India | Posted on Aug 08, 2007 at 01:30pm IST

Left calls for CITU strike, workers don't care

CNN-IBN

New Delhi: CPI-M-backed labour union CITU has called for a 24-hour nationwide strike on Wednesday demanding benefits for workers in the unorganised sector. But the workers themselves don't think a strike is their best option.

Twenty-one-year- old Shyam Sunder Singh sells corn in Kolkata's Ezra Street for a living.

If he is lucky, he earns around Rs 100 everyday. Shyam is part of unorganised sector, which constitutes over 90 per cent of India's workforce. But he is unhappy with the CITU bandh called to demand more benefits for workers like him. He says the strike would only serve to deprive him of his daily bread.

Shyam says, “See a strike means loss of earning and sitting idle. I don't support the strike at all.”

The CITU is unhappy with a proposed legislation for unorganised workers. It says a draft bill sent for the perusal of the National Advisory Board, does not meet many of the workers' requirements.

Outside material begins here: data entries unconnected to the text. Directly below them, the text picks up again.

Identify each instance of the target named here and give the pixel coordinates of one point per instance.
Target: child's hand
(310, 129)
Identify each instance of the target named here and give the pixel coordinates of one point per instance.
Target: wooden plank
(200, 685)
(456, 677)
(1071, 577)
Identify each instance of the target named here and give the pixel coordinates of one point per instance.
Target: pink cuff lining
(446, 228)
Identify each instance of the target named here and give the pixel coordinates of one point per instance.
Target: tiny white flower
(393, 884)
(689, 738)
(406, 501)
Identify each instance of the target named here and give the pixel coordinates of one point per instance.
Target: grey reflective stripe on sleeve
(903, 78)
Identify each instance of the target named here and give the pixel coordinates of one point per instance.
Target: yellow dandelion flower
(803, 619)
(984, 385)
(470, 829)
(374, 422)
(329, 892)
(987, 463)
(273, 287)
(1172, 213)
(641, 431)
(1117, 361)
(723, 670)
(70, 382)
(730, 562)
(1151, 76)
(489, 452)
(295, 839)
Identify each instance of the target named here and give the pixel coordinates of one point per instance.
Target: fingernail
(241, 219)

The CITU has come up with 15 key demands including Social Security for the workers. A provident fund scheme, health scheme and maternity benefit.

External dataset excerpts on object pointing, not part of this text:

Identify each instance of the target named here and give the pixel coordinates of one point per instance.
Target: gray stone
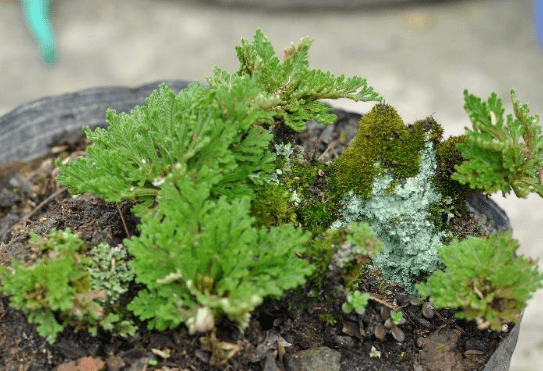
(322, 359)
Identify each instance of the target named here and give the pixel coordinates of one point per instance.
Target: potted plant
(235, 238)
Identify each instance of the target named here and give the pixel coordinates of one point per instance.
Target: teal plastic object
(36, 13)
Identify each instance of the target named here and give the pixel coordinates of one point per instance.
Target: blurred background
(419, 55)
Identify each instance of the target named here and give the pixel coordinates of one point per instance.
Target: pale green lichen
(400, 220)
(109, 270)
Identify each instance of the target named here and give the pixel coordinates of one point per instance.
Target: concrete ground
(419, 57)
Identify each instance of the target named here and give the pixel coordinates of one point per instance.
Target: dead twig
(58, 192)
(122, 218)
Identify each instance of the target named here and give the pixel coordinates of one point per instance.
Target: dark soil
(31, 200)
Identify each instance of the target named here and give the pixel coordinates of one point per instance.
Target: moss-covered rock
(382, 142)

The CITU alleges that the Centre initially agreed to many of these demands but has now gone back on its promise.

CITU West Bengal Unit Gen Secretary Shymal Chakrabarti says, “By this new Bill they want to deprive the whole of unorganised sector people who are poorer. What we are saying, they are going out of their own commitments so we are fighting them.”

The Centre has so far not commented on these allegations.

What’s ironic is that it’s the very same CPM of which CITU is a part that is supporting the Congress-led government at the Centre.

But both have consistently failed to see eye-to-eye on key issues whether it be the nuclear deal or labour policies.